Synthesizing Modular Manipulators For Tasks With Time, Obstacle, And Torque Constraints

TL;DR

This paper presents an automated framework for designing and controlling modular serial chain robots to perform complex tasks involving time, obstacle avoidance, and torque constraints, optimizing for specific task requirements.

Contribution

It introduces a novel optimization-based method that synthesizes both the design and control parameters of modular manipulators from task specifications.

Findings

Successfully synthesized a robot to navigate a constrained environment while holding an object.

Demonstrated the framework's ability to handle complex task constraints.
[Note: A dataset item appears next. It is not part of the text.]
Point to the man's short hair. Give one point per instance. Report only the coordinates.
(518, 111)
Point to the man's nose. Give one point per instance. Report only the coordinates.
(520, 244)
Validated the approach on a real-world-like scenario.

Abstract

Modular robots can be tailored to achieve specific tasks and rearranged to achieve previously infeasible ones. The challenge is choosing an appropriate design from a large search space. In this work, we describe a framework that automatically synthesizes the design and controls for a serial chain modular manipulator given a task description. The task includes points to be reached in the 3D space, time constraints, a load to be sustained at the end-effector, and obstacles to be avoided in the environment. These specifications are encoded as a constrained optimization in the robot's kinematics and dynamics and, if a solution is found, the formulation returns the specific design and controls to perform the task. Finally, we demonstrate our approach on a complex specification in which the robot navigates a constrained environment while holding an object.